Second, there is worry about residential property that sits empty, occupied by neither owner nor tenant. The apparent rise in such vacant properties may be a manifestation of Vancouver as "hedge city": a safe and profitable place to park investment funds. Residential property is valued not for its use value (as a home) but as an investment vehicle. As such, it becomes unimportant if the property is unoccupied -- indeed, it may be easier to leave the unit empty, increasing in value without the bother of tenants or upkeep.
Concerning? Yes, definitely. But the problem of empty, unoccupied condos, houses, or apartments is not a problem of owner nationality. We should be equally focused on empty condos owned by investors from Toronto or even from Vancouver itself. We can safely assume that at least some of the condos with dark windows in Coal Harbour have Canadian owners. The target for this concern is not foreign ownership but residential property owners -- of any nationality -- who leave that property empty.
The third concern wrapped up in this debate involves owners who purchase residential property then, quickly, "flip" the property at significantly increased price. Such residential property speculation again treats the property as simply a platform for quick profit. We are right to be troubled about this and its effect on, most probably, high-end properties. But this kind of market behaviour is not confined to foreign owners. Many Vancouver residents engage in property speculation with both their primary home and with secondary investment properties. Again, it is not a problem of foreign ownership. Maybe the data will show that the issues of empty residences and property flipping are disproportionately present when the property owners are foreign. But, I predict that data will show that these issues are not exclusive to foreign owners.
Give us a national housing strategy
Regardless of what the data on foreign ownership reveal, logical policy responses to the second and third concerns will target empty residences and property speculation directly, independent of nationality of the owners.
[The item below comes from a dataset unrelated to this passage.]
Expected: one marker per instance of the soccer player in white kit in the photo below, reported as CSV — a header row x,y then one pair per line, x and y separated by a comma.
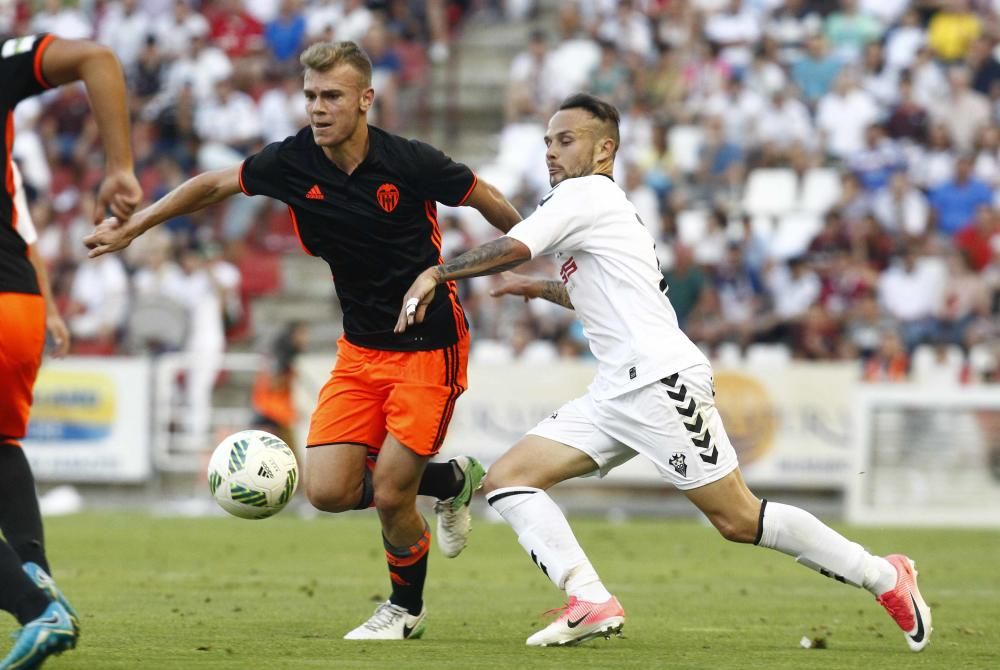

Policies like a speculation tax or a vacant property tax -- employed in a number of other countries -- are worth considering.
Buying into the conversation about foreign ownership as it is currently cast risks reinforcing threads of racism that have, for too long, shaped civic culture in Vancouver. It is too easy -- and too risky in terms of building a tolerant, multi-cultural and racially diverse civic community -- to reduce the housing issue to one of foreign ownership. It foists the problem off onto the shoulders of "foreigners." It allows the federal government to continue a policy of neglect with respect to its responsibilities to ensure that all who live in Canada have access to adequate housing.
Here's what we need: a federal government that reinvests in social housing provision; a federal government that joins that ranks of the other G7 countries by having a national housing strategy; a federal government that enacts policy supportive of affordable rental housing, not merely helping the wealthier buy increasingly expensive homes; and a federal government that deals with poverty and income inequality as key parts of an equation that adds up to the housing crisis.
The federal election is upon us. Let's ask the right questions and focus on the clear issues.